Le Sénat franchit le pas : interdiction totale du protoxyde d'azote, malgré les réticences du gouvernement

Par Aporie 26/02/2026 à 19:23
Le Sénat franchit le pas : interdiction totale du protoxyde d'azote, malgré les réticences du gouvernement
Photo par Jordan Bracco sur Unsplash

Le Sénat interdit la vente de protoxyde d'azote, malgré les réserves du gouvernement. Une victoire parlementaire face à l'inaction gouvernementale.

Une victoire parlementaire face à l'inaction gouvernementale

Jeudi 26 avril, le Sénat a définitivement adopté une proposition de loi interdisant la vente de protoxyde d'azote aux particuliers, malgré les réserves persistantes du gouvernement Lecornu II. Ce vote intervient après une longue bataille parlementaire, marquée par des tensions entre majorité et opposition.

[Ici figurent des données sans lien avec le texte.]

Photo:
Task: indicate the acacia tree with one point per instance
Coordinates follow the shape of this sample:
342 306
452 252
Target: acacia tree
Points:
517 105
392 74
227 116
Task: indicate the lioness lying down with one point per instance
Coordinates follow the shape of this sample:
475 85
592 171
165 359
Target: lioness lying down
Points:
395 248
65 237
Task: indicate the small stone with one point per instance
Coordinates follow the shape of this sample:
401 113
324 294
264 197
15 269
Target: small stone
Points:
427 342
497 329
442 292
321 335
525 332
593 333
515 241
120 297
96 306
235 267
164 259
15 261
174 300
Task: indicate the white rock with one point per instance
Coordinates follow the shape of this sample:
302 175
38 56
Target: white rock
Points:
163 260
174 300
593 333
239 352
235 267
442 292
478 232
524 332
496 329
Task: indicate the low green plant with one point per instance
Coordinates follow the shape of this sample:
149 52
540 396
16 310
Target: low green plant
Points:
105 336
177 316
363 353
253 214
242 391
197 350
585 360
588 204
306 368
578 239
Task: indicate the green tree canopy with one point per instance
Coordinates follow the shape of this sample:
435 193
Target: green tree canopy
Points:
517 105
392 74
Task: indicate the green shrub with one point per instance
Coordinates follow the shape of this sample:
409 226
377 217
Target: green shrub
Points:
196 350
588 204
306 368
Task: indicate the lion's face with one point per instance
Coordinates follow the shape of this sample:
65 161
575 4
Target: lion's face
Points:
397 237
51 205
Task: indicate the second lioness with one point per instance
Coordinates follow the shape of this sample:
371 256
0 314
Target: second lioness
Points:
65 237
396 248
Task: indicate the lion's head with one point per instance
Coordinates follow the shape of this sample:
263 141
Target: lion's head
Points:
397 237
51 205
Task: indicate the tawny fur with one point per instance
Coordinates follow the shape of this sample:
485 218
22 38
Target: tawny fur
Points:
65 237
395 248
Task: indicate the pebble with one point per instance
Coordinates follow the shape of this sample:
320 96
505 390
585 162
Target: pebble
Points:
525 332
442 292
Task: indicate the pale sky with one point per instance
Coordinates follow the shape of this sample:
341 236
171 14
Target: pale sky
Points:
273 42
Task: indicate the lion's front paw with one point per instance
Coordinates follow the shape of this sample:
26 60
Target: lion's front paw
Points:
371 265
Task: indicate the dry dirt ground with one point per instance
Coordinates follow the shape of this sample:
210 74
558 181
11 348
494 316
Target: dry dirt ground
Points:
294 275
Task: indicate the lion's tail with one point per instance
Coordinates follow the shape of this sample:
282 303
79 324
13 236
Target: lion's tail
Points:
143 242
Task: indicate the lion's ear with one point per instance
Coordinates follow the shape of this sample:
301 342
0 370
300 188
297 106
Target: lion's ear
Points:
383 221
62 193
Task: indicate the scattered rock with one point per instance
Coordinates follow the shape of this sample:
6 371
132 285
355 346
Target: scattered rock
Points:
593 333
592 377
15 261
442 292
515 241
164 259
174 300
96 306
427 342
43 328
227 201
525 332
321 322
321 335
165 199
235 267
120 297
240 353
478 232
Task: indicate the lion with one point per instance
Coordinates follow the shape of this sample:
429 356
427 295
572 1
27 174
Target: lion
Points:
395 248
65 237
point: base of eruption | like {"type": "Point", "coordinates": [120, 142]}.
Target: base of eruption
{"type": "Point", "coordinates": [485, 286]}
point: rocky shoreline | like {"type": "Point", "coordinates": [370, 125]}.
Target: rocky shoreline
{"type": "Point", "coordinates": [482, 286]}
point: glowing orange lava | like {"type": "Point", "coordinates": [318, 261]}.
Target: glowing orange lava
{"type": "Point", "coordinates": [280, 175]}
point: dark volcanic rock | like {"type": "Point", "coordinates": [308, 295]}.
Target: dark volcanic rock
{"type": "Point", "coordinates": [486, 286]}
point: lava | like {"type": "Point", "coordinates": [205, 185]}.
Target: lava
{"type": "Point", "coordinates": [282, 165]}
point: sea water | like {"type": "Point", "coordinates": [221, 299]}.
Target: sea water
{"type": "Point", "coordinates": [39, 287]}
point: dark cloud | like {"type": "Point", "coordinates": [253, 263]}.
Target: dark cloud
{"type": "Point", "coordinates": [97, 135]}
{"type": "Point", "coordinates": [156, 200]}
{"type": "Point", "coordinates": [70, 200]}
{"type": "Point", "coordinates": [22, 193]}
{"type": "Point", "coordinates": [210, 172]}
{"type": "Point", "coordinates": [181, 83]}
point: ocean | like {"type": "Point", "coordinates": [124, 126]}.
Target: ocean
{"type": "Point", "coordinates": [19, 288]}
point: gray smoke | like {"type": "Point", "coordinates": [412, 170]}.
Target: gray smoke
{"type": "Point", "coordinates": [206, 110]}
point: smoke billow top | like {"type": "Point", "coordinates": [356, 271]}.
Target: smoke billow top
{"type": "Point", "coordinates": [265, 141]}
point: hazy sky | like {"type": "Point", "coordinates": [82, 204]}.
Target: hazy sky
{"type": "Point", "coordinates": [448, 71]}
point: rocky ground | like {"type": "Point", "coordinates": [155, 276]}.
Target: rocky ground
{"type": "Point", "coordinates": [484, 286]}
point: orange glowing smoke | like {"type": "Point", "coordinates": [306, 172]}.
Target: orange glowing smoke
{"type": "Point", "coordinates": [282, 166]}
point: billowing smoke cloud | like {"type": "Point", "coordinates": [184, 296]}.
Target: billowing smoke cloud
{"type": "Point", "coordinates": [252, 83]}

Un « fléau » sanitaire et routier

Surnommé « gaz hilarant », le protoxyde d'azote est au cœur d'une crise sanitaire et sécuritaire. Son usage détourné, souvent via des ballons de baudruche, a été associé à une hausse des accidents de la route. Le ministre de l'Intérieur, Laurent Nuñez, avait annoncé en mars l'intégration de mesures dans un projet de loi sur la sécurité du quotidien, mais le Sénat a préféré agir en amont.

Des initiatives parlementaires en contradiction

En mars, le Sénat avait déjà voté pour pénaliser l'usage détourné du produit et encadrer les déchets générés. L'Assemblée nationale, elle, avait adopté en janvier 2025 une interdiction de vente aux particuliers. Le député LFI Idir Boumertit a critiqué la lenteur des procédures : « Quel gâchis, encore du temps perdu », a-t-il tweeté, regrettant que le Sénat n'ait pas repris son texte.

Un gouvernement en retrait

La ministre déléguée à l'Intérieur, Marie-Pierre Vedrenne, a émis un avis de « sagesse » sur le texte sénatorial, invoquant des démarches européennes en cours. « Adopter un dispositif national isolé ferait courir un risque juridique », a-t-elle argumenté, évoquant le principe de libre circulation des biens. Une position vivement critiquée par les sénateurs socialistes, dont Patrick Kanner : « Le rôle d'un gouvernement n'est pas d'attendre une législation européenne ».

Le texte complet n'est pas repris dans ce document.